According to the Bush administration, 37 million people have signed up to the Medicare Part D program, but Democrats believe the figure quoted is too high. Even if Bush’s figures are right, there are still 6 million people to go, and just four days till the deadline.

Democrats say it is more likely there are still 9 million people still without cover – not 6 million.

The Medicare Rights Center doubts the 5.8 million people added to the list of enrolees, through the Veterans Affairs Department, Indian Health Centers or employers, are all really instant enrolees. Many never had cover, said the Medicare Rights Center – it believes many of them have been counted twice.

Partly because of the numbers of people still to go, which many say could have something to do with the labyrinth of incomprehensible language, a sea of confusing options, plus high a incidence inaccurate information provided by Medicare operators, Democrats want the deadline to be postponed. The Bush administration, however, says everything is going very well and the deadline should stay.
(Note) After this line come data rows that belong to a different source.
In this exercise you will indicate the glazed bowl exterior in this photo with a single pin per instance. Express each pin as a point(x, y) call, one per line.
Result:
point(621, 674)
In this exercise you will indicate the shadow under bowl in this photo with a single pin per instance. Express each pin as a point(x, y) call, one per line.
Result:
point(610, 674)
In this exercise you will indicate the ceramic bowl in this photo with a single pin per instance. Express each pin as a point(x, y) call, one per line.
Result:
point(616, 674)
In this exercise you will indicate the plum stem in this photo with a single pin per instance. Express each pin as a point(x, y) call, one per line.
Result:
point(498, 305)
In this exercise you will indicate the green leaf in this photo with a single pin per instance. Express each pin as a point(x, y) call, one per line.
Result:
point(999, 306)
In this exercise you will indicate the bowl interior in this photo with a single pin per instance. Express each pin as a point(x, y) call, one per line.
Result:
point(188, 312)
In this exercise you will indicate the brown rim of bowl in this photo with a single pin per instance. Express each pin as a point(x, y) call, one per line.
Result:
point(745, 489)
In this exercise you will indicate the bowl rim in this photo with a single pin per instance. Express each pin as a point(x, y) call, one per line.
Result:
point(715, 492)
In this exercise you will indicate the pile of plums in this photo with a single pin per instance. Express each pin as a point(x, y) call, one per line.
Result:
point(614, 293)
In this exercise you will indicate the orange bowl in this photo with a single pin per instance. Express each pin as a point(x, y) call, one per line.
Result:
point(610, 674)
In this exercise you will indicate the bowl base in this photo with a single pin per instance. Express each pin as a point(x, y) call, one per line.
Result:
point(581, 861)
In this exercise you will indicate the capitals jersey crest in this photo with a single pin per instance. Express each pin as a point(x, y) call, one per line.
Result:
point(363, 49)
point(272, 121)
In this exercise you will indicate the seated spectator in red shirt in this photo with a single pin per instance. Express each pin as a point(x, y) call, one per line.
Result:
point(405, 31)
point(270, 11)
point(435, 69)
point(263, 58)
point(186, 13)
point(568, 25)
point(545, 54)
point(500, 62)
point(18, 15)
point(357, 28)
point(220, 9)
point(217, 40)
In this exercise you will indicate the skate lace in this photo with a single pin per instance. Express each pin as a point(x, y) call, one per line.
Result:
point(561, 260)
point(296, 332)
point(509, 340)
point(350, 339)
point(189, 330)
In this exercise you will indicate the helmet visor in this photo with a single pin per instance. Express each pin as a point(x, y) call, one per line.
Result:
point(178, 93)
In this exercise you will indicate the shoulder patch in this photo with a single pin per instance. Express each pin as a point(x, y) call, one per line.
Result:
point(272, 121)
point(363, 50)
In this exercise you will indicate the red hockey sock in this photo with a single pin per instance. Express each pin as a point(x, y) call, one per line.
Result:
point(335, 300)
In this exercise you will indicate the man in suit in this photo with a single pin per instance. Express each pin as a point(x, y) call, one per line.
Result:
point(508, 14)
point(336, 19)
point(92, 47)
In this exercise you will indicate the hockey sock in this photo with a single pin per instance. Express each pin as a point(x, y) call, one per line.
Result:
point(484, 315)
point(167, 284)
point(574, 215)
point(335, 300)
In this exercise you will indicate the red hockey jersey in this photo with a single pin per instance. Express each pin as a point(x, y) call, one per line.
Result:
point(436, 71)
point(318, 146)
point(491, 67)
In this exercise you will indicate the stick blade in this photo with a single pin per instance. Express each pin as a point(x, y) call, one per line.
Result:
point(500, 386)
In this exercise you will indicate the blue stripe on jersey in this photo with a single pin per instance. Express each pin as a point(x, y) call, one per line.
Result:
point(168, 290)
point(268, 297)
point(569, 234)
George Bush urged America’s elderly, those who have not yet signed up, to do so now.

Anyone who signs up after the deadline, next Monday, 15 May, will face more expensive premiums. Increases of at least 1% per month after the deadline.

Authorities say they have taken on an extra 6,000 operators to help people sign up.

A recent GEO study – in which officials pretended to be seniors and called Medicare operators asking for information – found that over 30% of the answers they got were wrong. If it is so hard to understand what to do, if information from helplines is coming back wrong, why should the providers of such incorrect information and confusing literature penalise seniors who have not met the deadline? Many seniors could argue, and justifiably so, that they could not make it in time because the help they got was wrong and the information confusing.

If a private company were found to provide their customers with incorrect information and confusing manuals, I am sure lawyers would have a field day.

The Bush administration says the GAO report is out of date and that the information seniors have been receiving since early February has got better. This leads me, and many people, to a simple conclusion:

The period for enrolling started on January 1, 2006, and ends of May 15, 2006. That’s five and-a-half months. But, if the administration’s information is anything to go by, they did not get their act together till mid-February, when so much inaccurate information was sorted out. That’s one-and-a-half months after the start of the period. Wouldn’t it make sense, in all fairness, to extend the deadline by one-and-a-half months?

As far as I know, the administration was only referring to verbal information by Medicare operators, when talking about improving their service to enquirers since mid-February. The written stuff is still as confusing as ever.